Corporations need to take advice from Mike Tyson who famously said before a fight with Larry Holmes: “Everyone has a plan, until they get punched in the mouth”. Running an accelerator program is tough. You will get punched in the mouth. many times. So you have to enter with a long-term plan, iterate it, and never give up. Turner started Media Camp with much fan fare in March of 2012, only to shut it down last December. It got punched in the mouth and folded.
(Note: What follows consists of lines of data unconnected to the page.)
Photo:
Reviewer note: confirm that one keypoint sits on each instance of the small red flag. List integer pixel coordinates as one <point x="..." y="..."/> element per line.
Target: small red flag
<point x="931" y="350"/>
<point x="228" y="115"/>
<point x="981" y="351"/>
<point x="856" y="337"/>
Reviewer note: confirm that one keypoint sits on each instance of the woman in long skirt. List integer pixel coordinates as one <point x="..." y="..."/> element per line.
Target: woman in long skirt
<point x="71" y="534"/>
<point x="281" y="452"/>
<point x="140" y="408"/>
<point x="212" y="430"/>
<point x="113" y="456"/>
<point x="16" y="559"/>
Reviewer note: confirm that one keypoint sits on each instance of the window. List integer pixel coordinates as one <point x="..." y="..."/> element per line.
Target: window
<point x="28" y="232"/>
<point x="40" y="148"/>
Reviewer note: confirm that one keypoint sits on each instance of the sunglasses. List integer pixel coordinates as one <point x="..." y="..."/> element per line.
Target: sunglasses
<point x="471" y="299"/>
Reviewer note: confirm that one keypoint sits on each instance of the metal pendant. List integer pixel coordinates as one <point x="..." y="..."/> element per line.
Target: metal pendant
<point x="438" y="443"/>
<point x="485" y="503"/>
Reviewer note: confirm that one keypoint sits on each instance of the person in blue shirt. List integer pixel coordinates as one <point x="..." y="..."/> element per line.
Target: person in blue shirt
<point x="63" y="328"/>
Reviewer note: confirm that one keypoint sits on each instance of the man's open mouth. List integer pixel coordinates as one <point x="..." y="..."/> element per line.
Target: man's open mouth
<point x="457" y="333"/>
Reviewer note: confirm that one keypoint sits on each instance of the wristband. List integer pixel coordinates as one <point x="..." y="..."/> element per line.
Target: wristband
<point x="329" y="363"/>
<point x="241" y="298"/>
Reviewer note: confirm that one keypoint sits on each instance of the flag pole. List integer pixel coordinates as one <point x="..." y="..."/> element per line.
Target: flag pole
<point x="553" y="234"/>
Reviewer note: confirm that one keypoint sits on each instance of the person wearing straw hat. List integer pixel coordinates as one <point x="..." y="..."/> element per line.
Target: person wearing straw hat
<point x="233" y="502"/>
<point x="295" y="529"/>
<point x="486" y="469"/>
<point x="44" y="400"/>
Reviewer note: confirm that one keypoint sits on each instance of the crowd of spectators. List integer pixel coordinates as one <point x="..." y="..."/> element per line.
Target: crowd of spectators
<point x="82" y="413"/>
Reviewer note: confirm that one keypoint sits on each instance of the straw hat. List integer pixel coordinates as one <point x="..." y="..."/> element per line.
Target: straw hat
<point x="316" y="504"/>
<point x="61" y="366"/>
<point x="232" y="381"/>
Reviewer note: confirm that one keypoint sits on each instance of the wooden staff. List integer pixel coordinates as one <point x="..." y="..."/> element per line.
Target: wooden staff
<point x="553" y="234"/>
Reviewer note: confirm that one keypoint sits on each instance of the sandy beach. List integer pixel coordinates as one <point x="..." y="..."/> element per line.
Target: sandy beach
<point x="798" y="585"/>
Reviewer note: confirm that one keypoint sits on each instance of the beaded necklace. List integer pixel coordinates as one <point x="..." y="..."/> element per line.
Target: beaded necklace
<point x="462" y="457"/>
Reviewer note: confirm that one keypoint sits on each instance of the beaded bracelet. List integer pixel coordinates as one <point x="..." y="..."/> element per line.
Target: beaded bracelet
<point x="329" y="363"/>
Another obvious thought, if you want to be more like a start-up, is to get help from an outside organization to run the accelerator. Get buy in and participation from the CEO, as well as line managers. Have KPIs for the programs like any other part of the organization. House the incubator close by, so it can be easily visited by the organization. But do not house it within the organization, or the startups will become more like the organization instead of the other way around.
The last thought on running a successful accelerator program uses donuts as an analogy to make a point. If you were given a box of donuts, like the one pictured above, and asked to pick one, you would feel pretty sure you were in for a treat. But what if I gave you a second box that looked like the one above, and told you that half the donuts were 30 days old. You would feel much less confident about getting a tasty treat. In fact, you would want to touch the donuts first if you could before you had to choose. Well, choosing startups to participate in an accelerator program is like picking a donut from that second box. A lot of startups look good from the outside until you take a bite. Thus the curation of companies for the accelerator is key to the accelerators success. So choose wisely and creatively. One good example is 9MileLabs, which takes 18 startups in each class, and then Windows 9 after two weeks.
Yet even if the corporation follows the best available advice for driving disruptive innovation, many will fail, and the pace of “Prune” creation will continue to increase. This is because most Fortune 500 corporations were simply not set up with disruptive innovation as a core competency. It was not necessary for the successful evolution of corporations. But the world is changing at ever faster speeds. Unfortunately for the “Prunes”, most can not keep pace. But they will continue to spend trillions of dollars trying.